Charles Rennie Mackintosh: A Biography

八月 12, 2010

Another book on Charles Rennie Mackintosh (1868-1928), the Glasgow-born architect, painter and designer, may seem superfluous, but this new substantial volume, graced with superb colour plates by Mark Fiennes and numerous other delightful illustrations, including historic material and charming drawings by Mackintosh and others, is welcome.

Nikolaus Pevsner, in his pernicious Pioneers of the Modern Movement from William Morris to Walter Gropius (first published in 1936 and a text still de rigueur in schools of architecture, of course), placed Mackintosh in the pantheon of supposed Modernists. To Pevsner, Mackintosh was "one of the few true forerunners of ... Le Corbusier", and his design for the Glasgow School of Art contained "not a single feature ... derived from period styles".

Both statements are absurd. Mackintosh's links with the Vienna Secession, with Art Nouveau and with Symbolism are well documented, and the Scottish architect was far more connected with the Arts and Crafts movement than he ever was with Le Corbusier: indeed, Mackintosh's position was more fin de siecle than pointing to the post-1918 period.

What Macaulay calls Pevsner's "authoritarian didacticism" denied Mackintosh's interest in traditional forms: yet the School of Art displays paraphrases of English "Wrenaissance" motifs; contains elements derived from Mackintosh's sketchbooks of vernacular architecture from the counties of Hampshire, Dorset and Somerset made during a tour in 1895; and even suggests an influence from Le Bois des Moutiers, a house designed in the 1890s by Edwin Landseer Lutyens. What is more, there are overt Art Nouveau themes, variations on surface treatments from the 16th-century Crathes Castle, Kincardineshire, and much else unquestionably "derived from period styles".

It is typical of Pevsner that he omitted anything that was inconvenient for his preconceived notions.
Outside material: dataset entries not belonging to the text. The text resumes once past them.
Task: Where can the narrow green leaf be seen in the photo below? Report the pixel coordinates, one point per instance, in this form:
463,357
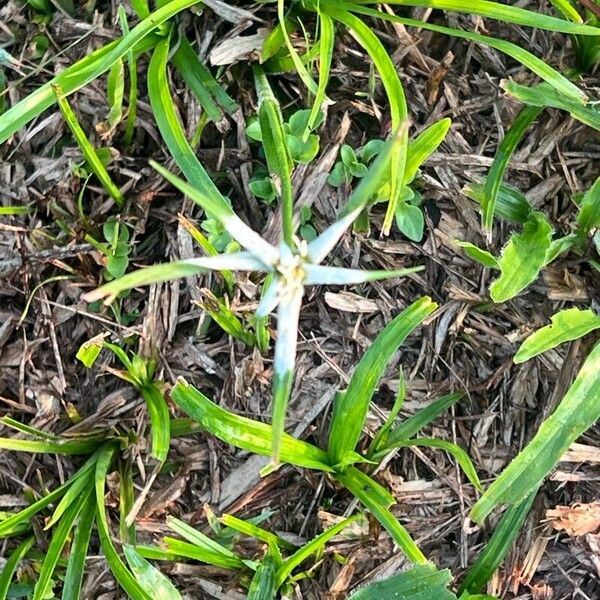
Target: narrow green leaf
510,203
245,433
522,258
589,210
326,44
263,585
423,146
483,257
88,151
12,563
415,423
156,585
395,93
312,547
507,146
544,95
566,325
532,62
373,497
173,134
351,409
500,12
276,150
88,69
498,546
577,411
422,582
160,428
57,543
462,458
121,573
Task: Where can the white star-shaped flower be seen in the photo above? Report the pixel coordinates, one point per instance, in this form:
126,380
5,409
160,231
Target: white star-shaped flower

Mackintosh's Queen's Cross Church, Garscube Road, Glasgow, is in a free Arts and Crafts Gothic style, so was not mentioned at all by Pevsner in his Pioneers: the building has inventive tracery, Art Nouveau detail, and a tower that is very clearly influenced by Mackintosh's sketch of All Saints Church, Merriott, Somerset (reproduced in the volume under review). Macaulay analyses Queen's Cross and other buildings, and puts Mackintosh where he belongs without any nonsense about influencing Le Corbusier or being a "pioneer": in the earlier chapters he conjures up the atmosphere of late-Victorian Glasgow with a vivid text and some stunning illustrations.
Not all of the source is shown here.